What you did instead is compare equivalence classes defined by $\sim_1$ with classes defined by $\sim_2$.
I hope this helps.
"Two equivalence classes are either disjoint or identical."
This can be proved by application of the definition of an equivalence relation: it is reflexive, symmetric and transitive.
Let $R$ be the equivalence relation.
Let $S$ and $T$ be equivalence classes under $R$.
Suppose $S$ and $T$ are not disjoint.
Then $\exists x \in S \cap T$.
That is, $x \in S$ and $x \in T$.
Suppose $y \in S$.
Then $(x, y) \in R$ by definition of equivalence class.
But $x \in T$ and $T$ is an equivalence class of $x$.
So by definition of equivalence class, $y \in T$.
So $y \in S \implies y \in T$ so $S \subseteq T$.
Similarly by making the assumption $z \in T$ it follows that as $x \in T$ we have $(z, x) \in R$.
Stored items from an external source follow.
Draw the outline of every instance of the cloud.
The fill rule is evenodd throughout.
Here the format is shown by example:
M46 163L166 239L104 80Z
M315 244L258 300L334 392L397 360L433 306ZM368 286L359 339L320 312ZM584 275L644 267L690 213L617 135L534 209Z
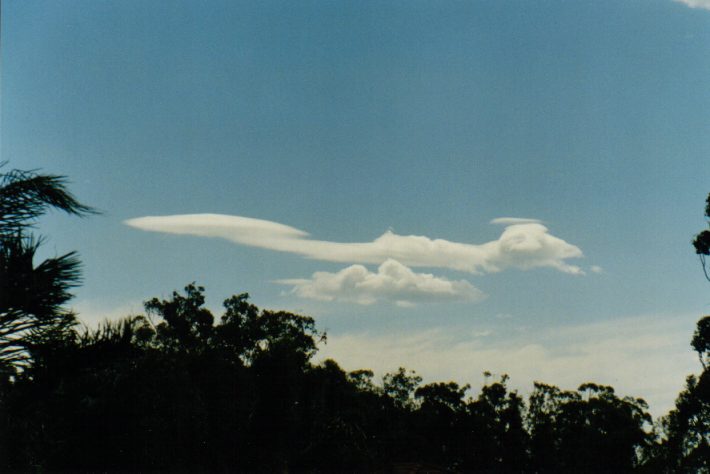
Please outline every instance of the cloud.
M541 224L542 222L538 219L527 219L525 217L496 217L491 220L491 224Z
M372 369L378 376L404 366L416 370L425 383L453 380L474 388L483 383L484 370L507 373L511 387L525 394L534 381L563 389L592 381L611 385L620 395L642 397L654 415L661 415L673 406L686 375L700 370L688 348L696 319L628 317L519 331L479 326L392 334L330 332L318 358L333 358L345 370Z
M583 256L579 247L551 235L538 221L519 218L494 221L506 227L498 239L483 244L398 235L392 231L372 242L330 242L311 239L307 232L276 222L221 214L147 216L125 223L146 231L217 237L329 262L379 265L394 259L409 267L449 268L479 274L539 267L584 273L566 262Z
M592 265L589 270L591 270L592 273L604 273L604 269L599 265Z
M710 0L673 0L676 3L684 3L690 8L704 8L710 10Z
M421 301L480 301L485 297L466 280L415 273L393 259L385 260L377 272L352 265L336 273L316 272L309 279L277 280L277 283L293 285L291 293L301 298L363 305L384 300L411 307Z

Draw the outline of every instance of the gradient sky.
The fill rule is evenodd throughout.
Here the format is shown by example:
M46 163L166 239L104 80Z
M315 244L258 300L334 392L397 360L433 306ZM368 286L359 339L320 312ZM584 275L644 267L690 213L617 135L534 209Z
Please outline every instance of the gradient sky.
M103 211L39 228L86 321L197 281L349 370L657 414L699 371L707 0L5 0L1 34L6 169Z

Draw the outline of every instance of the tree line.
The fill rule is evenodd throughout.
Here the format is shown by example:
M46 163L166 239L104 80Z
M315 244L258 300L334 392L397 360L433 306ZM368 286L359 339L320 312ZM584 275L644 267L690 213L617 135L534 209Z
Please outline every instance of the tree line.
M524 398L506 375L475 395L405 368L376 380L315 362L312 318L246 293L216 317L195 283L82 329L65 309L76 254L35 262L52 208L94 212L61 176L0 178L2 472L710 472L709 316L691 340L700 373L655 421L594 383ZM710 231L693 244L704 259Z

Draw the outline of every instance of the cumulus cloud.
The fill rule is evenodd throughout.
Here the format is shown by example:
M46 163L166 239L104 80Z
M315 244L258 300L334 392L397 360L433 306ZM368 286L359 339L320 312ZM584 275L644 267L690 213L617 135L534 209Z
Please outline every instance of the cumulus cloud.
M301 298L363 305L391 301L409 307L420 301L480 301L485 297L466 280L415 273L393 259L385 260L376 272L362 265L351 265L335 273L316 272L308 279L277 280L277 283L292 285L291 293Z
M378 376L404 366L426 383L453 380L476 387L485 370L507 373L522 393L529 393L534 381L564 389L592 381L643 397L660 415L673 406L686 375L700 369L688 348L696 319L693 314L654 315L495 332L485 326L394 334L331 331L318 357L333 358L346 370L372 369Z
M704 8L710 10L710 0L673 0L676 3L684 3L690 8Z
M539 221L520 218L495 221L506 225L505 229L498 239L483 244L398 235L392 231L372 242L330 242L312 239L307 232L284 224L221 214L146 216L125 223L146 231L222 238L329 262L379 265L394 259L410 267L449 268L479 274L506 268L539 267L584 273L566 261L583 256L579 247L551 235Z

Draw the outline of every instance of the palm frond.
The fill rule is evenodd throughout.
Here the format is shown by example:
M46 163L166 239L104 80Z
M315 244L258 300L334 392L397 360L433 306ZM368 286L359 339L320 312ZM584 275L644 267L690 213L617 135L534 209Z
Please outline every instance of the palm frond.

But $x \in S$ and $S$ is an equivalence class of $x$.
So by definition of equivalence class, $z \in S$.
So $z \in T \implies z \in S$ and so $T \subseteq S$.
We have that $S \subseteq T$ and $T \subseteq S$ so $S = T$.
We have shown that if $S$ and $T$ are not disjoint, then $S = T$.
The rest of your post suggests that you may need to think deeply about the nature of set partitioning.
Talking about an equivalence class is just a way to partition a set into (disjoint) subsets. Being equivalent means belonging to the same subset.
The relation you define:
Both not squares is not an equivalence relation. If $A$ and $B$ are not both squares and $B$ and $C$ are not both squares, can you conclude that $A$ and $C$ are not both squares???
Two elements $a$ and $b$ are related ($a \sim b$) if there is a set in the partition to which both of them belong. This already means that $a \sim b \Leftrightarrow b \sim a$.
A partition $\mathcal{P}$ satisfies:
- Cover the set: $$X = \bigcup_{P \in \mathcal{P}} P.$$ That is, $a \sim a$.
- Be formed by disjoint sets. That is, $$a \sim b, b \sim c \Rightarrow a \sim c.$$
In your "both not squares" relation, if you think of $$\mathcal{P} = \{C_a |\, a \in X\},$$ where $$C_a = \{b \in X |\, a \sim b\},$$ this does not partition the set because the sets are not disjoint. And this happens exactly because there are squares $a$ and $c$ and a triangle $b$, and $$ \begin{align*} b &\in C_a \cap C_c, &(b \sim a\text{ and }b \sim c) \\ C_a &\neq C_c. &(a \not \in C_c\text{, because } a \not \sim c) \end{align*} $$ Transitivity does not hold exactly when the sets are not disjoint.
And as @SilverBlueZ points out, by the way, $a \not \sim a$. That is, $a \not \in C_a$.
This means that although you might even be partitioning the set, the relation cannot be formulated in terms of "both belong to the same partition subset".